Often, knowing the uncertainty was just as important as knowing the total.
"Find a forecast you can understand, know where it's from - and there are plenty that are not from the Bureau of Meteorology - and see if it's got a bit of a range because, the bigger the range, the lower the confidence."
The seasonal, three-month, forecasts were expressed in probabilities that often brought farmers unstuck.
"If there's a 50 per cent chance of mean rainfall, that doesn't mean you're getting an average year, it just means there's an equal chance of it being wetter or drier than usual and all options are possible," Mr Anderson said.
"They're more reliable in winter and spring for south-east Australia when there are a lot of events we can watch to see trends but, usually in autumn, they're more variable and totals depend on just a few weather events."

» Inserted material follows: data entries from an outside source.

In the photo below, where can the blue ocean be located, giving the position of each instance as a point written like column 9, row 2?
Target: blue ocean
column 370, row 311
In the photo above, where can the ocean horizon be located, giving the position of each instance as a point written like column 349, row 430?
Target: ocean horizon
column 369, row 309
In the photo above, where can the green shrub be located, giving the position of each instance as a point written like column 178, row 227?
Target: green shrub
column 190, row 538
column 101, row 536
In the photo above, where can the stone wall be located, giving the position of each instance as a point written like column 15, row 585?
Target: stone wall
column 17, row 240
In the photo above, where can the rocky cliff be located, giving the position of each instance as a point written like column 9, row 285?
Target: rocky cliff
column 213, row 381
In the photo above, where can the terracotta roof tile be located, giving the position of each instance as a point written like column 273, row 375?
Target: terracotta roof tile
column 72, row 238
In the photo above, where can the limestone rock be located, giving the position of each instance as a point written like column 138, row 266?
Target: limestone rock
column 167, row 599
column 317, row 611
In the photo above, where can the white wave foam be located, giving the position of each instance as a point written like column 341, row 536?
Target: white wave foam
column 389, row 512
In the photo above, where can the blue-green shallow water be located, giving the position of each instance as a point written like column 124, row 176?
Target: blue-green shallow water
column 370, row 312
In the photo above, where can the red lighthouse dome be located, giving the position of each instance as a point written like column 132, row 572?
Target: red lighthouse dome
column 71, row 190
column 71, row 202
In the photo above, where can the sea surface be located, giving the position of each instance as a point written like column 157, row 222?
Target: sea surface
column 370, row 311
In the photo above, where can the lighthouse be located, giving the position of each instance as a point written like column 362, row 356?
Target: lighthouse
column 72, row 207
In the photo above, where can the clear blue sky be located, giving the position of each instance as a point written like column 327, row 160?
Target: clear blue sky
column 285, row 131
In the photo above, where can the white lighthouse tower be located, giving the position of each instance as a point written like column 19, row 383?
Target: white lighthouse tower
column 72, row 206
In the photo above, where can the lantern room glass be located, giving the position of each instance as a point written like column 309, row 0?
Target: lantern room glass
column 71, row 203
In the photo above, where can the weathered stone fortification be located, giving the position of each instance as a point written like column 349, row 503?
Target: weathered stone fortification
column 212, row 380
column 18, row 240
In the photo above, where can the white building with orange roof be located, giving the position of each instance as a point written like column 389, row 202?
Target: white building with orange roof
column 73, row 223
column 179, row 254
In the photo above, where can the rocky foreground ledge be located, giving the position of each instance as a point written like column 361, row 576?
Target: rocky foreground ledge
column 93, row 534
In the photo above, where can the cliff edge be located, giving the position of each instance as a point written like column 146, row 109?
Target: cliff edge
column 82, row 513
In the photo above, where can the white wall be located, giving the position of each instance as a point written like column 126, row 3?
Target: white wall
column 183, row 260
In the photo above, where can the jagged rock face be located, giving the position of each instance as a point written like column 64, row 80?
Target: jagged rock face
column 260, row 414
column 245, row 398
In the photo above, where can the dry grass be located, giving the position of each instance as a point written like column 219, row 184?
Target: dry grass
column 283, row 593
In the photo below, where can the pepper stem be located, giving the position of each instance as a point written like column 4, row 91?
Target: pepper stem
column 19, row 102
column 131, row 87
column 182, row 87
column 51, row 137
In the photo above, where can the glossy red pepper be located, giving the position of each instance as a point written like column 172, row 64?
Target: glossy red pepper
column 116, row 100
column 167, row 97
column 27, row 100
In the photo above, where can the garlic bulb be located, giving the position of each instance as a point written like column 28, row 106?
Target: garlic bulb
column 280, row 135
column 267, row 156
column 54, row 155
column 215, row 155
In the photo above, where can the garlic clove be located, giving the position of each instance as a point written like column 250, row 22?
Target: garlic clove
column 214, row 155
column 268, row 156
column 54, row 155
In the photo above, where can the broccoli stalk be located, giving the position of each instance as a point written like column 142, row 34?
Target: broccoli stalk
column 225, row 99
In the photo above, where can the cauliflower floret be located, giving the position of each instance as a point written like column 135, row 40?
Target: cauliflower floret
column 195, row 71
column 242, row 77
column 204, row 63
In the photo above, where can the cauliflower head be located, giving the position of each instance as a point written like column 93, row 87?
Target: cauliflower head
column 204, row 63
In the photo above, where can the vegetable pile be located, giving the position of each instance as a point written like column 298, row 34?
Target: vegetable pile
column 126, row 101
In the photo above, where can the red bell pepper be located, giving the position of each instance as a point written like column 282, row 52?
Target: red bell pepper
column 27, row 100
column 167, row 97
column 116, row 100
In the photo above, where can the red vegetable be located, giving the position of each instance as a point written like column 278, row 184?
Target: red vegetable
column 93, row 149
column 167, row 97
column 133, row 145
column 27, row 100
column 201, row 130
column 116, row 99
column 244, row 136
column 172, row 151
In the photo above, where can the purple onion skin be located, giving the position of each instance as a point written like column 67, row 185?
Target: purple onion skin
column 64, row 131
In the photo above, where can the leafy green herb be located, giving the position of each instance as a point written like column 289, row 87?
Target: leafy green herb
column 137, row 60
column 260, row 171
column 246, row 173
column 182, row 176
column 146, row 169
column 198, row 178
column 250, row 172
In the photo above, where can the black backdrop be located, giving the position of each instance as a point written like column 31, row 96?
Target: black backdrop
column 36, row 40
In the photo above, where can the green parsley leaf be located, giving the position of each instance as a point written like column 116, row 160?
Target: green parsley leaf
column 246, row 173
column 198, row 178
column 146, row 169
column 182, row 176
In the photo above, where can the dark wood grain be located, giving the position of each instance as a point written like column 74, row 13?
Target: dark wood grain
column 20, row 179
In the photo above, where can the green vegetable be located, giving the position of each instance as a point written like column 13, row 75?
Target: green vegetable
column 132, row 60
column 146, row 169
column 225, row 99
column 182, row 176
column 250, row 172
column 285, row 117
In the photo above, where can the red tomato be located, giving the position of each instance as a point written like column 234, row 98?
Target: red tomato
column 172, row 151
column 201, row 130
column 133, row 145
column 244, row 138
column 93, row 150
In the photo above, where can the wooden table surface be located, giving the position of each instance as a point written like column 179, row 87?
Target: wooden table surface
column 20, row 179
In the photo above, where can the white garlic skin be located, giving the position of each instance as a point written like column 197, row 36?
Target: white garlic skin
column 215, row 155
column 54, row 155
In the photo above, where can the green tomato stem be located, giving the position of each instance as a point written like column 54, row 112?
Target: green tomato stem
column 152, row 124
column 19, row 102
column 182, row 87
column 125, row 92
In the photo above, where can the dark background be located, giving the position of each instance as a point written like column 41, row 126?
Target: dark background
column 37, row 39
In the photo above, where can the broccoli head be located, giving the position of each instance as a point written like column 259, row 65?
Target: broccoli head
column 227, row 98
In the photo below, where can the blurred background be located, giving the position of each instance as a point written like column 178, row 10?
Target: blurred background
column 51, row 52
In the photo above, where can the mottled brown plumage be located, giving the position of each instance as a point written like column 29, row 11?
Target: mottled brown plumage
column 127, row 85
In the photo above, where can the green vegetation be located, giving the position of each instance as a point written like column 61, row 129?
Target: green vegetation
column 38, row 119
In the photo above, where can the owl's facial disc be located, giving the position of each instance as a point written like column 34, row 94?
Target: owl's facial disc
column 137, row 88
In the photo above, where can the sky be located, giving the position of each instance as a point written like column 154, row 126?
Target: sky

And the reliability of climate change models?
"Climate projections use all the same physics that go into weather and seasonal models but they also consider the changing energy levels in the atmosphere, which is where the greenhouse gases come in," he said.
He said that, while there were many complexities yet to be understood, the fundamentals were very clear.
In the 1850s, scientists noted that not all the heat from the sun was not lost overnight and ran experiments to see how much energy different gases trapped.
"They found that the more greenhouse gases there were, the more heat was trapped."
Graeme Anderson will present a webinar, Weather Forecasts, Seasonal Outlooks and Climate Change Projections - What they can and can't do, on March 11.